The hoped for settled weather failed to materialise and we woke to a day virtually without colour. Low grey skies, settled on a the grey screen covered hillsides and were reflected in the grey sea. Somehow packing in those conditions seems to take longer but we still managed to be on the water just before 09.00.

Low cloud
As we set off from Agpat there was very little colour in the landscape.

Heading out from the shelter of the islands we picked up a slight northerly wind, which certainly assisted our journey south. The ice bergs were largely offshore so we were able to relax. At one point we did have a couple of whales submerge about 100 metres directly ahead of us only to resurface behind, you hope that they are aware of your presence but I am never too sure.

Kayak
Louis looking as if he might have left his kayak behind. The slight chop was produced by a following wind so we made excellent progress south.
Rachel and berg
As we paddled south there were a few small icebergs but they didn”t really pose a challenge to navigation.

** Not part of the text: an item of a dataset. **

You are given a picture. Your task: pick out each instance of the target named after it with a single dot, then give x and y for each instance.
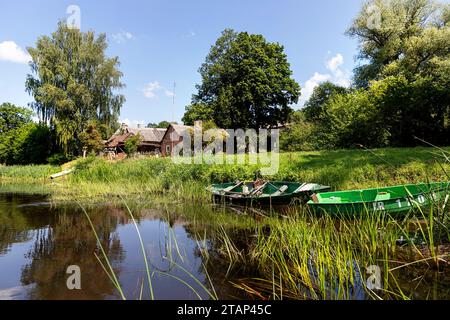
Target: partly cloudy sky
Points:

Landings along this section of coast are few and far between so we didn’t have lunch until we had finished at the end of the day. The relatively early finish meant that we were able to make full use of the substantial stream to wash both ourselves and equipment before having time to walk up the large valley behind the campsite.

Beach
This probably the best landing on the west coast of Arve Prinsens Ejland. Gently shelving beach, a swift flowing stream and a good campsite.
Glacial features
Walking up the valley behind the camp site allowed us to see a whole range of glacial features.

There is something exciting about wandering across terminal moraines, identifying a roche moutonnee and pointing out hanging valleys. Having a basic understanding of glacial processes can only add to the enjoyment of your time in such a spectacular environment. The wind was still blowing relatively briskly which meant that all of these activities were an insect free experience. Something which had been all too rare so far on the trip.
We woke to find that the grey skies of the day before had been replaced by a virtually cloudless sky, unfortunately the wind had increased somewhat and the waters on the outside of the bay were flecked with white horses.  We obviously weren’t going anywhere straight away, so we had an enforced, relaxing morning waiting for the wind drop, which it did just after lunch.
Soon we were heading south before rounding the southern tip of the island.  The plan was to paddle under the huge cliffs of the east coast the following day.  A couple of miles along the east coast we found some ideal slabs, suitable for landing on with flat land for camping on behind.  Perfect.  The only thing that could make it better was a couple of whales, whilst we ate our evening meal.  As it was we only had one humpback whale but what a spectacle we experienced for over an hour.  It is evenings and days like this that make you realise why sea kayaking in Greenland is such a special experience.

Evening meal
The rocky slabs are a great place for lunches and evening meals. Easy to land on and generally with less insects.
Whale
A whale surfacing in the bay, it provided a real distraction to the evening meal.
Breaching whale
The whale was feeding so it kept breaching mouth first. A really spectacular sight.